Here are three things that are almost always true about a recession.
“How does a recession impact the real estate market?” This is a question I’ve been getting a lot lately. We can define a recession as two consecutive quarters of a slowing economy, and in a recession, we always see three things happen: The unemployment rate goes up, The mortgage rates decrease, and housing stays strong. Today I’m going to explain why each of these things happen when the economy contracts:
- The unemployment rate increases. During the beginning of the pandemic, the unemployment rate skyrocketed. As things improved, that rate dropped to nearly zero. That low unemployment rate is a telltale sign that we could soon enter a recession. During a recession, there will be pressure on that rate to increase.
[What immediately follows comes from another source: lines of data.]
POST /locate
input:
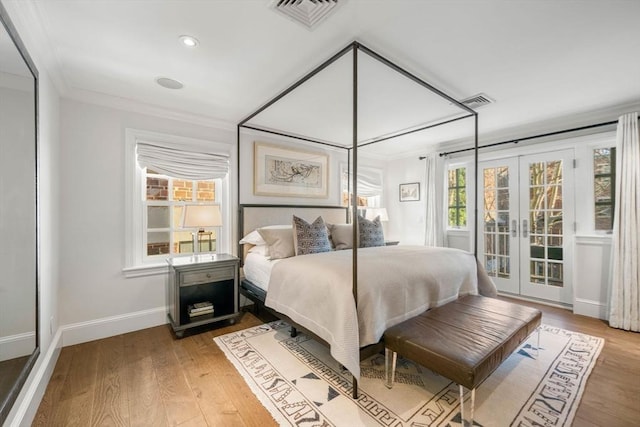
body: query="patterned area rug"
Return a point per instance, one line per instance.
(301, 385)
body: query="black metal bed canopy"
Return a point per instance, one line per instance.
(357, 114)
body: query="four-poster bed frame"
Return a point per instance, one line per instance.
(351, 150)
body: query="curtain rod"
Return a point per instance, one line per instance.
(542, 135)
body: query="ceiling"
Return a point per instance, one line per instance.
(547, 64)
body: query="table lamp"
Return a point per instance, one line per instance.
(201, 217)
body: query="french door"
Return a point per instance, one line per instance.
(526, 228)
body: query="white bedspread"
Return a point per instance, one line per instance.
(395, 283)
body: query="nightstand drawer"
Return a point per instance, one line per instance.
(214, 275)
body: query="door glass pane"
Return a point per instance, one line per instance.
(554, 172)
(503, 267)
(546, 216)
(554, 197)
(503, 199)
(503, 244)
(537, 272)
(490, 265)
(503, 177)
(536, 174)
(554, 274)
(496, 221)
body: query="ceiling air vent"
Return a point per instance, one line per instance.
(476, 101)
(306, 12)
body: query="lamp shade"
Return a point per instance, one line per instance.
(201, 216)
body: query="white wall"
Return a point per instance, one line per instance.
(93, 215)
(407, 219)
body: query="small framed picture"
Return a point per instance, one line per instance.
(410, 192)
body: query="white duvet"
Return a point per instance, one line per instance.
(395, 283)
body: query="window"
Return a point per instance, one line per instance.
(165, 173)
(164, 201)
(604, 184)
(457, 197)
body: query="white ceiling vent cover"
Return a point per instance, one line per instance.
(306, 12)
(477, 101)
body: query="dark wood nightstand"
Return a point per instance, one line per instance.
(199, 280)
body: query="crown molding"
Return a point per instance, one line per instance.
(127, 104)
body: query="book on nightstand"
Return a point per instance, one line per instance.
(200, 308)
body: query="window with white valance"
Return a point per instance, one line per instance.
(165, 173)
(180, 162)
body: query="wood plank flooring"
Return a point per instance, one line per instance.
(150, 378)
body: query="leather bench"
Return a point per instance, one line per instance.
(464, 340)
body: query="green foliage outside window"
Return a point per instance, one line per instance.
(457, 198)
(604, 183)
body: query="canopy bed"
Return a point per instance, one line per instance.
(356, 100)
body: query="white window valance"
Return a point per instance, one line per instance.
(181, 163)
(369, 181)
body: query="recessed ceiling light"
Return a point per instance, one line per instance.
(169, 83)
(189, 41)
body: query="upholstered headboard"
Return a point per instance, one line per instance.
(256, 216)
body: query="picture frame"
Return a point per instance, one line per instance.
(285, 171)
(410, 192)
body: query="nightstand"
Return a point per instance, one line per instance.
(196, 281)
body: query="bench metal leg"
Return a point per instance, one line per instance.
(467, 421)
(537, 343)
(390, 358)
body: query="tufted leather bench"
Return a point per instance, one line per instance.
(464, 340)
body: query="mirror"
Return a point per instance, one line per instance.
(19, 343)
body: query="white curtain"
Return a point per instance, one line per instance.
(625, 299)
(180, 163)
(433, 235)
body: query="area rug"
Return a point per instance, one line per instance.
(300, 384)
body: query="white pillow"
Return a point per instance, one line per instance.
(260, 250)
(254, 238)
(279, 241)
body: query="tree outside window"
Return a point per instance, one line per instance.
(457, 198)
(604, 175)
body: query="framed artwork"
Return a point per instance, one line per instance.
(410, 192)
(285, 171)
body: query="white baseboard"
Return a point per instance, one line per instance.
(26, 406)
(18, 345)
(77, 333)
(591, 308)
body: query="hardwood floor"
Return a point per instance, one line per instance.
(150, 378)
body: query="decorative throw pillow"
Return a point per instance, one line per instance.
(371, 233)
(310, 238)
(341, 236)
(279, 241)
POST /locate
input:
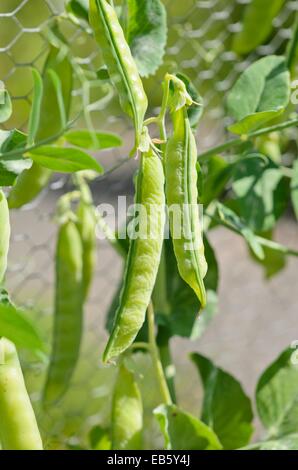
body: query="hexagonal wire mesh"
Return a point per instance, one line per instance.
(199, 41)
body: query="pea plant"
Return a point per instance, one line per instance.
(169, 283)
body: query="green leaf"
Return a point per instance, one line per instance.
(127, 412)
(10, 169)
(274, 260)
(11, 140)
(257, 24)
(103, 74)
(12, 166)
(64, 160)
(206, 316)
(292, 49)
(100, 439)
(289, 442)
(182, 431)
(5, 104)
(294, 188)
(226, 408)
(231, 220)
(15, 326)
(79, 8)
(260, 94)
(195, 111)
(262, 193)
(277, 395)
(34, 117)
(92, 140)
(146, 33)
(216, 174)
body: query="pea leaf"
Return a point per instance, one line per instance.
(289, 442)
(127, 412)
(92, 140)
(260, 94)
(11, 140)
(257, 24)
(16, 326)
(182, 431)
(216, 174)
(277, 395)
(225, 407)
(100, 439)
(294, 188)
(231, 220)
(64, 160)
(12, 166)
(195, 111)
(274, 261)
(145, 26)
(10, 169)
(262, 193)
(79, 8)
(5, 104)
(292, 49)
(34, 117)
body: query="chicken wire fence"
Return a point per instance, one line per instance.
(199, 40)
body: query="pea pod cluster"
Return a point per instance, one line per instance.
(86, 223)
(182, 195)
(68, 320)
(4, 234)
(30, 182)
(18, 427)
(120, 63)
(143, 257)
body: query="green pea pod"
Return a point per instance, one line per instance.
(182, 200)
(18, 427)
(87, 226)
(31, 182)
(143, 257)
(120, 63)
(127, 413)
(4, 234)
(68, 312)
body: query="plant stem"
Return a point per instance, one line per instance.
(240, 140)
(166, 397)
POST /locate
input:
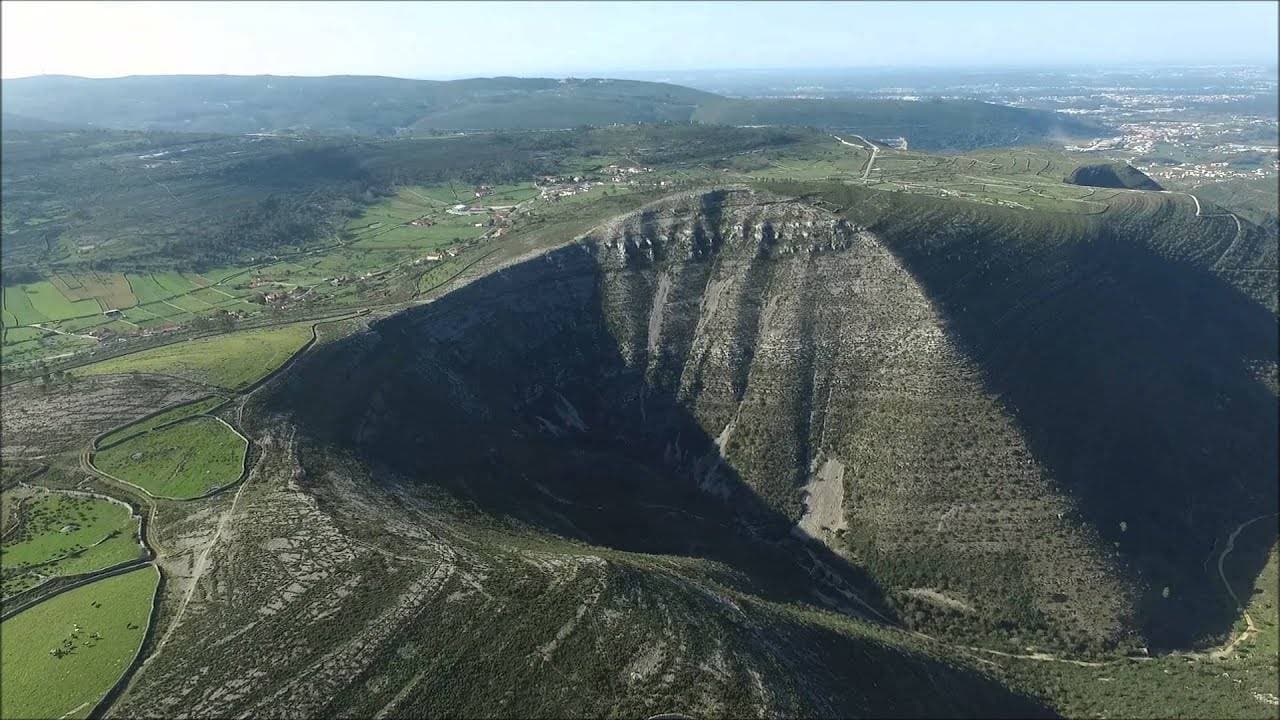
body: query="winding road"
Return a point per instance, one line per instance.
(867, 171)
(1249, 628)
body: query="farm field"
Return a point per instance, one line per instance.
(232, 361)
(96, 629)
(64, 534)
(172, 415)
(183, 460)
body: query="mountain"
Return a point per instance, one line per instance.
(903, 409)
(1112, 174)
(382, 105)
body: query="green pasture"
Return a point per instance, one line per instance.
(183, 460)
(170, 415)
(232, 360)
(95, 630)
(65, 534)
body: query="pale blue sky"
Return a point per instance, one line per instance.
(449, 40)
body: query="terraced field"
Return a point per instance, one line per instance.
(63, 655)
(167, 417)
(181, 460)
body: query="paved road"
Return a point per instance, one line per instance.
(867, 171)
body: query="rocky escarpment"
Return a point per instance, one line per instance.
(716, 368)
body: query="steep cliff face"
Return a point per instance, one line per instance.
(716, 370)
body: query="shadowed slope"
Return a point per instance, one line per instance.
(1143, 381)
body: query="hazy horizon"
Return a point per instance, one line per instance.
(458, 40)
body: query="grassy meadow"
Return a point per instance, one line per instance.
(65, 534)
(183, 460)
(62, 656)
(232, 361)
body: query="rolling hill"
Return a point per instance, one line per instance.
(380, 105)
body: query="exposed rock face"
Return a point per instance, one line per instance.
(718, 355)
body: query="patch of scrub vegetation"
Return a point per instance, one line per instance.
(54, 534)
(182, 460)
(232, 360)
(172, 415)
(63, 655)
(1239, 683)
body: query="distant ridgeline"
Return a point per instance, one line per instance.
(1112, 174)
(382, 105)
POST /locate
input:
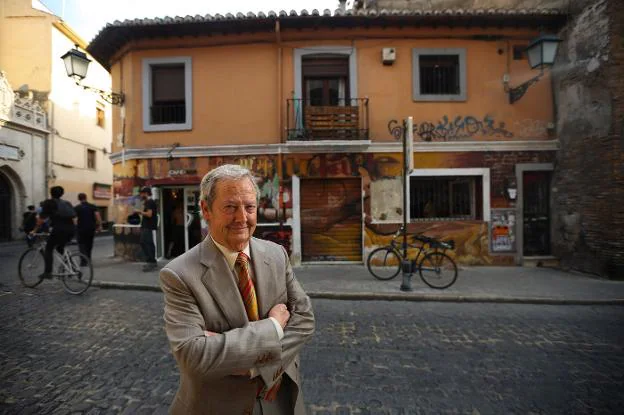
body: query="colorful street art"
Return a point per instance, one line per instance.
(456, 129)
(378, 177)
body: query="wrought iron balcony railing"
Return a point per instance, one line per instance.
(348, 120)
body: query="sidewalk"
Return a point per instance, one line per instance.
(354, 282)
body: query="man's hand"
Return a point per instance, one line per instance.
(239, 373)
(280, 313)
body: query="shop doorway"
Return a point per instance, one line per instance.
(181, 219)
(536, 208)
(331, 220)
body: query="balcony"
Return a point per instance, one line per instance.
(346, 121)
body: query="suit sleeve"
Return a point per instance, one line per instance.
(211, 357)
(299, 329)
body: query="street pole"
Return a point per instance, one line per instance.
(408, 140)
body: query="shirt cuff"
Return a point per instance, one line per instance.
(253, 372)
(278, 328)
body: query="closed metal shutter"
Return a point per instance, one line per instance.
(331, 219)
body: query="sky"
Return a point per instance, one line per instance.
(88, 17)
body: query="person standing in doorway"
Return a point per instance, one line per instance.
(29, 221)
(148, 225)
(89, 222)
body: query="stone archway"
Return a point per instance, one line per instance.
(6, 204)
(12, 193)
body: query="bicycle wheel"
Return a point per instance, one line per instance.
(79, 280)
(384, 263)
(31, 267)
(438, 270)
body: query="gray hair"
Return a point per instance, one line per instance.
(224, 172)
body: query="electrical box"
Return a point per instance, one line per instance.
(388, 55)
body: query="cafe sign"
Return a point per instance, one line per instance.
(102, 191)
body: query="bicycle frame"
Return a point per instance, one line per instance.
(62, 259)
(424, 247)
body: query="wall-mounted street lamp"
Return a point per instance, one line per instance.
(76, 65)
(541, 52)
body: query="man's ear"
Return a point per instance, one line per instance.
(205, 210)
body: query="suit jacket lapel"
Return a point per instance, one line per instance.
(219, 281)
(265, 282)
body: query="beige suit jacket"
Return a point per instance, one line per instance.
(201, 294)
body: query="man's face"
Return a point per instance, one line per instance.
(233, 214)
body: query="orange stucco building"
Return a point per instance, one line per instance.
(314, 104)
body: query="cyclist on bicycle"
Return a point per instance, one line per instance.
(61, 216)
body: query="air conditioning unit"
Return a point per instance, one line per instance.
(388, 55)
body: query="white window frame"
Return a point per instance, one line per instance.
(349, 51)
(147, 93)
(94, 152)
(417, 96)
(485, 180)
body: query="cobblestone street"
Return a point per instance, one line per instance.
(105, 352)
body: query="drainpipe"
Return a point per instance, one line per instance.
(280, 170)
(49, 153)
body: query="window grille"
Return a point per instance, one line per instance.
(443, 198)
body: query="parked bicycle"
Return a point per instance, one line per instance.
(436, 268)
(72, 268)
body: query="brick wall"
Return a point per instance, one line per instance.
(465, 4)
(588, 183)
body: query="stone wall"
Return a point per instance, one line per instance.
(588, 183)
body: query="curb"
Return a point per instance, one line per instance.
(332, 295)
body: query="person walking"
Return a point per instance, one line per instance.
(89, 222)
(149, 223)
(235, 315)
(60, 214)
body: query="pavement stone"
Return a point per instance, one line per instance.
(534, 285)
(366, 357)
(354, 282)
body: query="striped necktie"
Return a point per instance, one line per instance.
(248, 293)
(245, 286)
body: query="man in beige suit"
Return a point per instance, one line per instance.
(235, 316)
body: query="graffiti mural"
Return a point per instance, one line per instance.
(459, 128)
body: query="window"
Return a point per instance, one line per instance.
(326, 80)
(439, 74)
(99, 116)
(445, 198)
(91, 159)
(167, 94)
(519, 52)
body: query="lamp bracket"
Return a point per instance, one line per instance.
(110, 97)
(518, 92)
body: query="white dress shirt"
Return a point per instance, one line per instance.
(230, 257)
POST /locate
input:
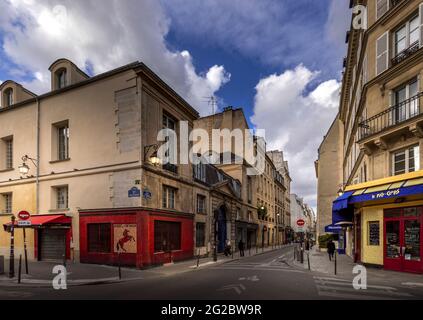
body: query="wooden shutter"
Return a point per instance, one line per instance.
(421, 24)
(382, 6)
(382, 53)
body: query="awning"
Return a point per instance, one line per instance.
(41, 220)
(332, 229)
(342, 202)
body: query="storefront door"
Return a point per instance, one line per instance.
(403, 241)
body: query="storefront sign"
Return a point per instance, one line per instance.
(147, 194)
(125, 238)
(134, 193)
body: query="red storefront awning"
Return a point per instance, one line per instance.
(41, 220)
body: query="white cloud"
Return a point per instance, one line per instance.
(296, 121)
(103, 37)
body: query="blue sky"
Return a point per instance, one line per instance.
(279, 59)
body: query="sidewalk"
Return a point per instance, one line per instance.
(41, 273)
(319, 262)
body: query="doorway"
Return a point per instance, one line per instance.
(403, 241)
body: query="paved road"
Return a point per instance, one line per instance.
(267, 276)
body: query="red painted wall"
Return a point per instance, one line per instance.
(144, 220)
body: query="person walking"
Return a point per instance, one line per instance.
(241, 248)
(331, 249)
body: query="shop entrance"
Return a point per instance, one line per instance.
(403, 241)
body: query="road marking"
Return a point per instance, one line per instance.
(412, 284)
(238, 288)
(343, 289)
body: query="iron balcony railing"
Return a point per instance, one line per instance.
(391, 117)
(405, 53)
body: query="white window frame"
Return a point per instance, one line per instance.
(9, 153)
(62, 197)
(8, 203)
(407, 159)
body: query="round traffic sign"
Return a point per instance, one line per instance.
(24, 215)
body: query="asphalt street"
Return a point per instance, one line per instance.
(269, 276)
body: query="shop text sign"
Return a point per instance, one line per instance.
(386, 194)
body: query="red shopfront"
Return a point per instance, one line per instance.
(135, 237)
(403, 229)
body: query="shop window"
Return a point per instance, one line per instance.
(201, 204)
(200, 234)
(7, 203)
(406, 161)
(374, 233)
(168, 200)
(99, 238)
(167, 236)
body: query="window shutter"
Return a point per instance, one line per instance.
(382, 53)
(382, 6)
(421, 24)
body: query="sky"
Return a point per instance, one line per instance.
(280, 60)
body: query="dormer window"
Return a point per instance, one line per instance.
(8, 98)
(61, 78)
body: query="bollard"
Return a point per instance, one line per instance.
(335, 263)
(20, 269)
(308, 260)
(302, 255)
(119, 268)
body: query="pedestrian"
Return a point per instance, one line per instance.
(228, 248)
(331, 249)
(241, 248)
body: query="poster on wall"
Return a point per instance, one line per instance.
(125, 238)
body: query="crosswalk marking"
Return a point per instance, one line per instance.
(343, 289)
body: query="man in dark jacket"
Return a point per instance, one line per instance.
(241, 248)
(331, 249)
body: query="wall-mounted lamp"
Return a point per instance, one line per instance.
(24, 168)
(153, 158)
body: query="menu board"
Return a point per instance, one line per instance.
(374, 233)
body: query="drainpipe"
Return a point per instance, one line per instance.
(37, 183)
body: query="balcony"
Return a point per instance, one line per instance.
(405, 53)
(399, 120)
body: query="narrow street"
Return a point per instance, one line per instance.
(269, 276)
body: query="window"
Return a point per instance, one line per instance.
(201, 204)
(374, 233)
(169, 194)
(8, 98)
(169, 122)
(200, 172)
(63, 142)
(406, 106)
(167, 236)
(8, 145)
(200, 234)
(406, 161)
(62, 197)
(99, 238)
(7, 203)
(61, 78)
(407, 35)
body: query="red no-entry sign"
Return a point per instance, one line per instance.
(24, 215)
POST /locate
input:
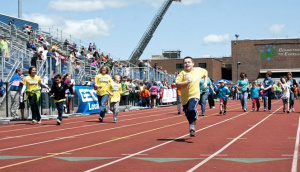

“Homeowners have nothing to worry about. ” - Mortgage rates decrease. The sentiment right now is that mortgage rates are increasing to historic levels. In reality, 6% or 7% are relatively low rates when compared to the entire history of mortgage rates. As inflation drops down in the second or third quarter of the next year, however, we can expect to see these rates lower.
- The housing market stays strong. This has held true in nearly every example of a recession except for 2008. That debacle with housing prices was a unique situation and a topic for another day. In every other recession in recorded history, however, we actually saw appreciation in the market. Mainly due to our incredibly low inventory, we are currently in a great market for homeowners.